O estranho te convida 
Vamos? 

Não muda 
A vida insiste 
E a sua ignorância sobrevive 
Ou você tenta
ou se engana 

Você se engana 
Você se engana 
Você se engana
 

segunda-feira, 27 de janeiro de 2025

Começa-sempre

O nome diz tudo.

O nome esconde. 

De longa expressão 
O começa-sempre
Vira abrupto o mesmo
Sempre o mesmo. 

Mas o sempre
Nada mais faz que não 
Incessantes inícios 
E continuações. 

Mesmo que não, 
Mesmo que não mais, 
Ainda assim, o começo 
Assegura algo que não estava cá. 

Li ontem que um rapaz morreu. 
Rapaz que não conhecia.
Rapaz que cumprimentava-me
ao cruzarmo-nos pelas avenidas.

Esta cidade
Dá início até ao fim. 

A ele desejo outro recomeço. 
Não o conheço, não o conheço, 
Mas a ele desejo
um baita sorriso quiçá 

Um beijo.

¬ para D. P.
 
 

sábado, 11 de janeiro de 2025

Home

Com atraso descobririas que sim, tens tu também família
Não falo das amigas, gente nova reunida 
Família eu digo como mãe, pai, irmão e irmãs, tantas netas e os netos, sobrinhos tantos e tantas tias 
O que mudou? 

Como quem toma um medicamente forte, pura química 
Ontem estavas sem nervos para sustentar velhas armas 
Foste assim engolido pela lida diária 
Falaram disso e da fila do mercado 
Do fulano e seu fim nefasto 
Quanto antes já havia. 

O atraso é saldo de certeza acumulada. 
Certeza feito Deus, velha e mais que empoeirada. 
Certeza assim feito chicotada. 
Assim feito da ditadura militar à democracia e você nada, você nada.
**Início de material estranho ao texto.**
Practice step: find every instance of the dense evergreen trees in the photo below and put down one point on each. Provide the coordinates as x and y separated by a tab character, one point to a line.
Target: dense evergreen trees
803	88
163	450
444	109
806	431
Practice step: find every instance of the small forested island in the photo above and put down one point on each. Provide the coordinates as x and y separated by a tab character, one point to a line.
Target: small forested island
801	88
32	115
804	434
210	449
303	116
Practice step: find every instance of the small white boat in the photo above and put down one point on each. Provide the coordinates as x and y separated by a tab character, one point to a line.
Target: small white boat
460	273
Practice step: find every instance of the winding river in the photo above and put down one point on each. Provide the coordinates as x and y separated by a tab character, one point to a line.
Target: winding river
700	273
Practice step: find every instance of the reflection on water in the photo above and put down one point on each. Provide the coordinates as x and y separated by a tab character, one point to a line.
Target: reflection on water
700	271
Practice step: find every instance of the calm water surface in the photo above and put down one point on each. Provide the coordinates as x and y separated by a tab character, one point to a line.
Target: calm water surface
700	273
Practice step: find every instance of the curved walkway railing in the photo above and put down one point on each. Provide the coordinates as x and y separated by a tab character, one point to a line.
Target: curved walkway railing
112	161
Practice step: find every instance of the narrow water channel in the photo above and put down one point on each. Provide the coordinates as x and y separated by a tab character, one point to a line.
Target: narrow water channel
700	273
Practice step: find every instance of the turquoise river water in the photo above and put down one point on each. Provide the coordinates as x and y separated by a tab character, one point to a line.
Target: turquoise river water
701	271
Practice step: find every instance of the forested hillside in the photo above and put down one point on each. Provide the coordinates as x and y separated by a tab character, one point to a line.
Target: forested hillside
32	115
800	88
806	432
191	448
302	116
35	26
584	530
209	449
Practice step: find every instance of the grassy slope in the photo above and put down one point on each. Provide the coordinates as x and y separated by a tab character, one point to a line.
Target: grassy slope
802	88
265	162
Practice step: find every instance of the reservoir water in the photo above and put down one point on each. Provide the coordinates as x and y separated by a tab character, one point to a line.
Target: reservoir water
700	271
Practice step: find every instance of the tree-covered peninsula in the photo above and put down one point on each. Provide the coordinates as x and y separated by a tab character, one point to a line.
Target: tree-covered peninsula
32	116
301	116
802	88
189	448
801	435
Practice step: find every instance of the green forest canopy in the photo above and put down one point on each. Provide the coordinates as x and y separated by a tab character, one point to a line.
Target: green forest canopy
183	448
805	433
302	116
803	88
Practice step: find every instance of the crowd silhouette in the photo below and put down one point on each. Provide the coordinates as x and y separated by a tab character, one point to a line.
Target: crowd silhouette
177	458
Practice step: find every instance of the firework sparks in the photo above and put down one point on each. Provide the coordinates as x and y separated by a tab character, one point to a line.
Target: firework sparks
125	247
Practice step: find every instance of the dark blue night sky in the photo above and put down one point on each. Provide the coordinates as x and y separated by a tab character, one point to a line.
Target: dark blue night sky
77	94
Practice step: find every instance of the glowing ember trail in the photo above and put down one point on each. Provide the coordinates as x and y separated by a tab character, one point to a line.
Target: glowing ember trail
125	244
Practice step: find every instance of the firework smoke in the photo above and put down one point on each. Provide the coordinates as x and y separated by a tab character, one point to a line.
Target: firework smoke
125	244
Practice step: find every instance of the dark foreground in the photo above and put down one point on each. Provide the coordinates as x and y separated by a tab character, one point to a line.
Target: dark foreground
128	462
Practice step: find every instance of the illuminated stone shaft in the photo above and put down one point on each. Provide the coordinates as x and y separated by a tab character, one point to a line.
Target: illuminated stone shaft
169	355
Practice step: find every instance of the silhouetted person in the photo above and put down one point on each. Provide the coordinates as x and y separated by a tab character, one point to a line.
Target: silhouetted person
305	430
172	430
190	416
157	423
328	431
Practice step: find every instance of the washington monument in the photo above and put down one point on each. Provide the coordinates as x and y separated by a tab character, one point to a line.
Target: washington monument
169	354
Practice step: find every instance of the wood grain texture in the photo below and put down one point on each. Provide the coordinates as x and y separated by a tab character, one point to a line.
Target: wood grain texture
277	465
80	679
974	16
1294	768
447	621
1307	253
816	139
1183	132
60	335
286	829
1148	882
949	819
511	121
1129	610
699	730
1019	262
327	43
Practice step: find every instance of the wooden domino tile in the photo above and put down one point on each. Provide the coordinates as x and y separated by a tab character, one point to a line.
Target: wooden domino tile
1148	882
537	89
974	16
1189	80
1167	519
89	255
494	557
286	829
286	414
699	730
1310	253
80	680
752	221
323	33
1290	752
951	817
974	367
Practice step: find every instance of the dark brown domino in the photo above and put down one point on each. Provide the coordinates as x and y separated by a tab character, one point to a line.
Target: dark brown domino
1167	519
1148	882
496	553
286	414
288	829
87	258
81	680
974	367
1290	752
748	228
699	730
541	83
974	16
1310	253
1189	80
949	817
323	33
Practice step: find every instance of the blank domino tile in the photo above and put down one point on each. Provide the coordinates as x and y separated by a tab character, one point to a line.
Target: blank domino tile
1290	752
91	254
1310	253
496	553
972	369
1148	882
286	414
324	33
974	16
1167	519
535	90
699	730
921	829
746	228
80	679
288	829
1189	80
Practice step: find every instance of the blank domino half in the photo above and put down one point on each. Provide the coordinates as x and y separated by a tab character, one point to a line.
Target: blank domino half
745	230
Ser pontual num evento que você poderia simplesmente faltar.
Presente sem certezas nem embrulho, estou aqui, ela diz, o que você precisa me contar? 
Nem toda a vida será a mesma. 
A sabedoria as crianças pressentem.
Faz tantos anos desde o fatídico desencontro. 

Algo mudou. 

Agradecemos, tranquilas e sem enganos.